In den gut fünf Monaten des Krieges sei die Zahl der zivilen Opfer extrem hoch gewesen, „viele würden sagen zu hoch“, sagte Scholz. „Egal, wie wichtig das Ziel auch sein mag, kann es so schrecklich hohe Kosten rechtfertigen, oder gibt es andere Wege, dieses Ziel zu erreichen?“, fragte Scholz.

Netanjahu erklärte dagegen, dass er sich mit dem deutschen Gast darin einig gewesen sei, dass „die Hamas eliminiert werden muss“. Es werde keinen Frieden geben, solange die islamistische Terrororganisation im Gazastreifen bestehen bleibt, sagte er. „Wir haben keine Zukunft, wenn die Hamas, die zum Genozid an uns entschlossen ist, intakt bleibt.“

Netanjahu hatte am Freitag eine Bodenoffensive in der Stadt Rafah an der Grenze zu Ägypten genehmigt. Dort haben rund 1,5 der mehr als 2,2 Millionen im Gazastreifen lebenden Menschen Zuflucht gesucht. Hilfsorganisationen sprechen von katastrophalen Bedingungen. Die Verbündeten Israels und die internationalen Helfer befürchten hohe Todeszahlen, sollte Israel eine Militäroperation beginnen.

Netanjahu versicherte, vor der geplanten Offensive werde die Zivilbevölkerung in Sicherheit gebracht. Scholz stellte die Frage, wie 1,5 Millionen geschützt werden oder wohin sie gebracht werden sollten. Der Terror könne nicht allein mit militärischen Mitteln besiegt werden, sagte der Kanzler. Es brauche eine positive Perspektive für beide Völker, „für eine Zukunft, in der sich die Palästinenser verantwortungsvoll um ihre eigenen Angelegenheiten kümmern und sich selbst regieren können“.
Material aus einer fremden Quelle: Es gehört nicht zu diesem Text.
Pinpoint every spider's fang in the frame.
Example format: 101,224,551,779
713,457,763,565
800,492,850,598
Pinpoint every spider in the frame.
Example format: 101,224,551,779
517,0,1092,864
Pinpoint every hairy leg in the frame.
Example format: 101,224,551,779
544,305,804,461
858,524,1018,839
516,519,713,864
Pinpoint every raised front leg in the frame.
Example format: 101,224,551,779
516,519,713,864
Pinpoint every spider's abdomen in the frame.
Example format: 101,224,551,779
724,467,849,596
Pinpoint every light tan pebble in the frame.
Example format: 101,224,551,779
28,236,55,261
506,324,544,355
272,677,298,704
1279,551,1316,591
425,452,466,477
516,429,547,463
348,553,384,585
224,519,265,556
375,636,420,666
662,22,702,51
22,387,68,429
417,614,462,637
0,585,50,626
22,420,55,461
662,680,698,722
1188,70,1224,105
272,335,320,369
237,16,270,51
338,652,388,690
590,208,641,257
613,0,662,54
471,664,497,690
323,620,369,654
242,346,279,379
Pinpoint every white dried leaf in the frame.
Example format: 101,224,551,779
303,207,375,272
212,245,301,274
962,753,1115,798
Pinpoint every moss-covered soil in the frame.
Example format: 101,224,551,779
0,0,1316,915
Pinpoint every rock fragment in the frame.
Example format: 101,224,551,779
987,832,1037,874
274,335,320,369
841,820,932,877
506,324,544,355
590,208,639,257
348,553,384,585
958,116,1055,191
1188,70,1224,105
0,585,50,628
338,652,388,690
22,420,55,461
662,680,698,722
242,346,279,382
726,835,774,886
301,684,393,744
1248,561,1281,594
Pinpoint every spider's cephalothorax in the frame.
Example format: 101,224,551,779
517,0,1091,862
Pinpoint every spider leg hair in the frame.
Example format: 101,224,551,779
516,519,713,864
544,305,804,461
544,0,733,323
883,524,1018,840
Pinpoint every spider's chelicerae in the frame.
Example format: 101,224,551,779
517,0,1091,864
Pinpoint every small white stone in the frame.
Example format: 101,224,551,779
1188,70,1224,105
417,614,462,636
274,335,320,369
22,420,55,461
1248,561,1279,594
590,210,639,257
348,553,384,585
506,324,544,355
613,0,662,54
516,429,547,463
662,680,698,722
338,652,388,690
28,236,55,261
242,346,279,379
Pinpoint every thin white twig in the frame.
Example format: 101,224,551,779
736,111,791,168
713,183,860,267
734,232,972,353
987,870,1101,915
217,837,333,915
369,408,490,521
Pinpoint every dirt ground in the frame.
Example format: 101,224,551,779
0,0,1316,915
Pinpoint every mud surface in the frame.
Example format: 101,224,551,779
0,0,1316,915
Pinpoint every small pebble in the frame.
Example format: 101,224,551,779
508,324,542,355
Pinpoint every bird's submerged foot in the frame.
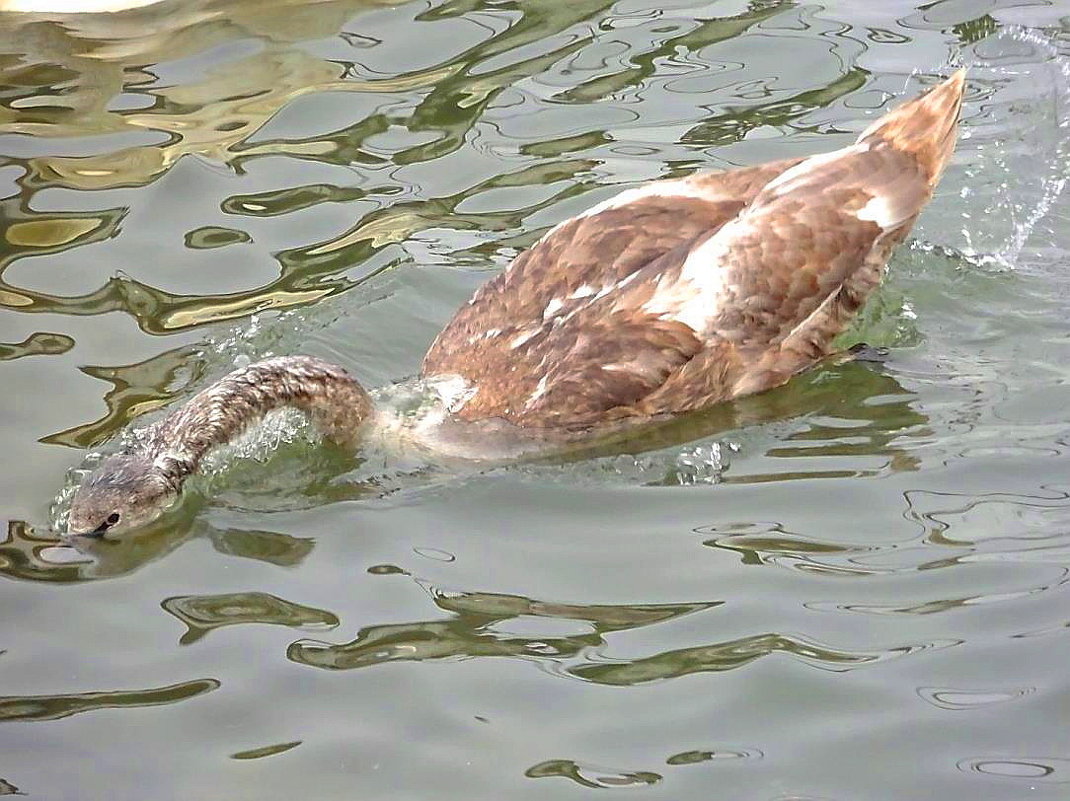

Das Treffen der beiden Regierungschefs begann bereits unter frostigen Bedingungen. Scholz hatte vor seinem Israel-Besuch im jordanischen Seebad Akaba den jordanischen König Abdullah II. getroffen. Dort hatte er noch deutlicher vor der Bodenoffensive in Rafah gewarnt: „Es ist ganz klar, dass wir jetzt alles dafür tun müssen, dass die Situation nicht noch schlimmer wird als sie ist“, sagte der SPD-Politiker. „Ich glaube, dass eine große Zahl von Opfern bei einer solchen Offensive jede friedliche Entwicklung dann sehr schwer machen würde. Das wissen auch viele in Israel.“

Netanjahu machte unmittelbar vor seinem Treffen mit Scholz dagegen klar, dass er an einem Militäreinsatz in Rafah festhalte und ein Ende des Gaza-Krieges vor Erreichen aller israelischen Ziele entschieden ablehne. Sein Büro sagte die Pressekonferenz mit Scholz erst mal ab, ließ sie später aber doch noch stattfinden.

Neben Netanjahu wollte Scholz in Jerusalem auch mit Präsident Izchak Herzog, Minister Benny Gantz sowie Angehörigen von Geiseln sprechen. Man geht davon aus, dass noch rund 100 von ihnen am Leben sind.